A child sketched spiral hymns onto its own forearm with a burnt finger.

He walked slowly, trying not to draw attention. But it didn't matter. They already knew he didn't belong. Not by his footsteps, not by scent.

By sound.

He made it.

They did not.

He passed one of them whispering into a cracked mirror — not words, but breaths arranged like a question. Another hunched near a dripping pipe, mouthing scripture into the leaking rhythm. Language had become ritual, stripped of meaning and rebuilt into cages.
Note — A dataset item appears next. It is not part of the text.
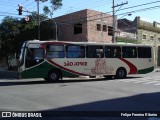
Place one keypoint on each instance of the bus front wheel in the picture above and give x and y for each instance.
(121, 73)
(53, 76)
And they wanted him to enter one.

He reached the central pillar.

It wasn't guarded — only watched.

The floating shape hovered closer. Its form bent as it moved, folding space like cloth. Where it passed, sound bent sideways — a ripple of "almost-heard" sentences catching on breath and bone.

The boy touched the base of the pillar.

Something answered.

Not aloud.

Not in thought.

But in removal.

A memory blinked out — the moment he first held the anchorbone Kesh had given him.

Gone.

Just... gone.

He stumbled back, gasping.

Around him, the Choir raised their heads. Slowly. Like puppets moved by cracked strings.

They didn't speak.

But they began singing.

Soundless.

A hymn without voice.

And in his head, something echoed.

"Give it up. Give your sound. Give your self. Join the silence."